Edward Feliks Lubicz-Niezabitowski (May 30, 1875 – November 5, 1946) was a Polish zoologist and physician. He took a special interest in the Pleistocene and Holocene fauna of the region. He served as a professor at the University of Poznań from 1921 and as rector in 1928–29.

== Life and work ==
Lubicz-Niezabitowski was born in Bugaj near Miłosław to Hieronim Michał and Władysława Ogończyk née Dąbrowska. His father had settled in Bugaj in the countryside after the failed January Uprising of September 1864. He was taught at home by an older sister. At the age of seven he went shooting birds along with his father and brothers. He also collected fossils and snails. In 1885 theirs along with 4000 families were expelled and they moved to Krakow. Here he often visited the Franciscan Monastery which held specimens of natural history. After studies at Przemyśl, he joined the medical school of the Jagiellonian University in 1894 and received his medical degree in 1900. During his student days he assisted Władysław Kulczyński and Konstanty Jelski organize specimens in the museum. He worked as an assistant in the department of comparative anatomy and then at the department of botany. He qualified as a teacher in 1903 and went to a junior high school in Nowy Targ in 1905. He married Leontyna daughter of entomologist Fryderyk Schiller of Rytro in 1903. Here he set up a medical practice as well and in his spare time collected specimens from around the region including summer holidays at Montemaggiore in Istria. These collections were deposited at the University of Poznań. He learned photography from Gauss von Garada and began to document fossils at digs. He also collaborated with Marian Łomnicki on the Staruń excavations and spent some time at the marine biology station in Naples. During World War I, he headed a reserve hospital at Nowy Targ. He joined the faculty of medicine at the Jagiellonian University in 1920 on an invitation from Heliodor Święcicki (1854-1923) but there was some confusion in the posting which clashed with that of Jan Kazimierz Wilczyński. The next year he became a full professor of anatomy and histology at the University of Poznań. Here he established a museum but many of the collections were destroyed in 1939 during World War II.
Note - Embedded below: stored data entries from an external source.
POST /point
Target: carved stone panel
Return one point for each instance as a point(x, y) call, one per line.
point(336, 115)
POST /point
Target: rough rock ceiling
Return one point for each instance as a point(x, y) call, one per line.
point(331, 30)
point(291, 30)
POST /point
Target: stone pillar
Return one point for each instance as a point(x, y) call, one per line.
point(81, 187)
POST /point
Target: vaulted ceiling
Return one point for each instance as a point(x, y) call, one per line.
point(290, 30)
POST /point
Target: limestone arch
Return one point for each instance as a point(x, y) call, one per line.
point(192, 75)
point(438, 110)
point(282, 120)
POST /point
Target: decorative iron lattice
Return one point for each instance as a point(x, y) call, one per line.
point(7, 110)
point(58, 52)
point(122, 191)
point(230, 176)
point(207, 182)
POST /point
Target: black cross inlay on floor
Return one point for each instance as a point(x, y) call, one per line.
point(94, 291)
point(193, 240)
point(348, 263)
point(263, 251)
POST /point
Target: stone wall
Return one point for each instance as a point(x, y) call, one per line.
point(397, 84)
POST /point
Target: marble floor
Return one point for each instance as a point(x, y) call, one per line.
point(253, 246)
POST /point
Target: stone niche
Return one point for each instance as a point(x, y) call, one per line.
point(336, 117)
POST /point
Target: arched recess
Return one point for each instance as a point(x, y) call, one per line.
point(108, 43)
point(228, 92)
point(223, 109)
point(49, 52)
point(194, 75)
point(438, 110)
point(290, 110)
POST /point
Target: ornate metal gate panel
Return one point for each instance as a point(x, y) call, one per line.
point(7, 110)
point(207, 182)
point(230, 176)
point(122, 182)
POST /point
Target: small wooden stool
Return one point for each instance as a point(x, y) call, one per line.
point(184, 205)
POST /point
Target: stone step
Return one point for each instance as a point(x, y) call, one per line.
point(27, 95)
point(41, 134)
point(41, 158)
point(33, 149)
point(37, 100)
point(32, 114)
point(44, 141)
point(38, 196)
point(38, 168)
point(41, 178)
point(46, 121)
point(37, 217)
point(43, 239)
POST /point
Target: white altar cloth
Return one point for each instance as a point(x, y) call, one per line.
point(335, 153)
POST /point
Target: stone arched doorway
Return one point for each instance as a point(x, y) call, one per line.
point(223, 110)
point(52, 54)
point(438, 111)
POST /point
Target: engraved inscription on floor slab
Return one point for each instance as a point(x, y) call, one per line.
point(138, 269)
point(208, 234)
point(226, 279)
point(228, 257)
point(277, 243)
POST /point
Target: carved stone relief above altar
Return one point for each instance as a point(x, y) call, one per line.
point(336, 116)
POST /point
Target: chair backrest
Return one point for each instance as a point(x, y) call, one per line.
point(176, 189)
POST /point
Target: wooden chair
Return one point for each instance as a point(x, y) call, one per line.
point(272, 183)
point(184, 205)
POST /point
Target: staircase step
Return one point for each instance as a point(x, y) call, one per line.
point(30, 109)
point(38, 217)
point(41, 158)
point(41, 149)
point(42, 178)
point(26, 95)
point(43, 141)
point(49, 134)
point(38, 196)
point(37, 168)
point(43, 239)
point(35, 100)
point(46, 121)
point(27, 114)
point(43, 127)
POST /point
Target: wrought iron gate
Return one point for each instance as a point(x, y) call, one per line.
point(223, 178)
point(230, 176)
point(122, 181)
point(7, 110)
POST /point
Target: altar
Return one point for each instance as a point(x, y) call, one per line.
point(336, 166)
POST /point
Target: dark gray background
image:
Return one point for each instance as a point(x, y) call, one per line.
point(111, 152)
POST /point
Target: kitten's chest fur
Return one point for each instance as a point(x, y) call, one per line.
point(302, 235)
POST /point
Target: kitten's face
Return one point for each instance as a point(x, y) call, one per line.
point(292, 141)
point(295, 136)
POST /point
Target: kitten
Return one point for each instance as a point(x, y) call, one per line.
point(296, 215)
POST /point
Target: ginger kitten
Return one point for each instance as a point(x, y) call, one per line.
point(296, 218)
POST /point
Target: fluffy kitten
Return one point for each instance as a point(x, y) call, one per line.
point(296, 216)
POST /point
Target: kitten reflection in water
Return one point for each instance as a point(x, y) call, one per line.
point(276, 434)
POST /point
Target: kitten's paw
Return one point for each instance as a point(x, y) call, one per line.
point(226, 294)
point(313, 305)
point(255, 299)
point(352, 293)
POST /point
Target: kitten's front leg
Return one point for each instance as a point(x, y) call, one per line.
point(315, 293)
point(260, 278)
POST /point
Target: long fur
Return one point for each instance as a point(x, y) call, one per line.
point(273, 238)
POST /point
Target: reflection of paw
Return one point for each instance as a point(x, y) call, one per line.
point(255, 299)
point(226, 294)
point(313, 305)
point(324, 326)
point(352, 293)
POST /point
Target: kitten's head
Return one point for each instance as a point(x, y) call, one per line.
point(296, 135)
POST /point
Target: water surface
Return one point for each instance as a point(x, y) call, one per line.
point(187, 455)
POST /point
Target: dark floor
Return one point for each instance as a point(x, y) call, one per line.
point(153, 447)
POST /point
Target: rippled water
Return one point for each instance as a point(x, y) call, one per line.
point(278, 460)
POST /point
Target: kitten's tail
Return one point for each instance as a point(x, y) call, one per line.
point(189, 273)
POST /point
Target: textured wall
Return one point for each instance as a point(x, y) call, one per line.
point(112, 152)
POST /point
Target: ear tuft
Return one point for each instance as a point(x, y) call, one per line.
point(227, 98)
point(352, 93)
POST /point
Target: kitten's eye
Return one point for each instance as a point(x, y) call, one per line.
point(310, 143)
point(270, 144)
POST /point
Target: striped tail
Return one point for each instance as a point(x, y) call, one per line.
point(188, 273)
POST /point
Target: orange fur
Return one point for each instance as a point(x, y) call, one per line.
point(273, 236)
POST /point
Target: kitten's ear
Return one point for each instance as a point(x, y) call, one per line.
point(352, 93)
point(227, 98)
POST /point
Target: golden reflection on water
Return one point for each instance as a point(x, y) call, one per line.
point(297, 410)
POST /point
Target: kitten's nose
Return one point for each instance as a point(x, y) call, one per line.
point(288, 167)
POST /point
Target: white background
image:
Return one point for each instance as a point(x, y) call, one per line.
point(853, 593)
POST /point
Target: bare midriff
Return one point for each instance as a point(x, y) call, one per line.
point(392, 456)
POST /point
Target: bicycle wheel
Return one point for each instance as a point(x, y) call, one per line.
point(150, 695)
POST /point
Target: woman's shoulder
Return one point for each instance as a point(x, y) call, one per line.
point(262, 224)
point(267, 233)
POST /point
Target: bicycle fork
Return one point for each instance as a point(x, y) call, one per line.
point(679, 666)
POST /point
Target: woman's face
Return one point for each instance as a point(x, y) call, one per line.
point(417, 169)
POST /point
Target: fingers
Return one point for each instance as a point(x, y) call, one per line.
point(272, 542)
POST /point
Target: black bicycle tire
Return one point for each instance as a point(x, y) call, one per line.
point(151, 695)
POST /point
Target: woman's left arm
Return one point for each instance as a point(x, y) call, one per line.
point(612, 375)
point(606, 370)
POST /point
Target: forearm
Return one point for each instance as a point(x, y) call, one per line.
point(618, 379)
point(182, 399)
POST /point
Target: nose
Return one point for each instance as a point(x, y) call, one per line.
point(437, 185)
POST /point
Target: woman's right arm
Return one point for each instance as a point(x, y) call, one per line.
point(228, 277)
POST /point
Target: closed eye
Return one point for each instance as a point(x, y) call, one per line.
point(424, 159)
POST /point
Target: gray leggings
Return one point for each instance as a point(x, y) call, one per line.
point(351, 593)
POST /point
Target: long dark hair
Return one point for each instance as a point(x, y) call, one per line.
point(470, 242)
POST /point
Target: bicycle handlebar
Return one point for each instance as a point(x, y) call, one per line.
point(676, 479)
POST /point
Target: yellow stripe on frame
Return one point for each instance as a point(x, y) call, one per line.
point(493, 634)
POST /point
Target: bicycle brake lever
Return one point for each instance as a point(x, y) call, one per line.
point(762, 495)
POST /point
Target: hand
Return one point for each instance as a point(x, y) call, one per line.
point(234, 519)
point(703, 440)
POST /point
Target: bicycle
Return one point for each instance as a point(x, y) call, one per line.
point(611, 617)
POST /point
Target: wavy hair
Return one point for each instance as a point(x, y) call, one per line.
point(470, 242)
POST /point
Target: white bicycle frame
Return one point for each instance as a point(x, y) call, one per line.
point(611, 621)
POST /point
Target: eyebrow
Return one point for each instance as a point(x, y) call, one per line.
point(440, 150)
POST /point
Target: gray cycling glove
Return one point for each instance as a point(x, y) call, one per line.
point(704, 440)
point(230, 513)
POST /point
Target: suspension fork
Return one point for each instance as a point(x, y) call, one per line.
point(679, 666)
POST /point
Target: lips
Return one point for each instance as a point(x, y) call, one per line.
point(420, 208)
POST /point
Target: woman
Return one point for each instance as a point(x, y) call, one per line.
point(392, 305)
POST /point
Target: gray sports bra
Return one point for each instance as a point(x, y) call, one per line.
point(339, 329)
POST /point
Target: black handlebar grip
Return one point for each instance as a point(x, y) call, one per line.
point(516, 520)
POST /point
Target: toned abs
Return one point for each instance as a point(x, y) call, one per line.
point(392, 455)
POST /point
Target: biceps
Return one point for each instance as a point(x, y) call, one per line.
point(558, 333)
Lubicz-Niezabitowski took an interest in the Braconidae and described several new species. He collected fossil vertebrates extensively and published a key to the identification from remains.

Hippolyte niezabitowskii d'Udekem d'Acoz, 1996, a crustacean beloning to a genus formerly studied by Niezabitowski, and Ankothrips niezabitowskii (Schille, 1911), a species of thrips, were named in his honour.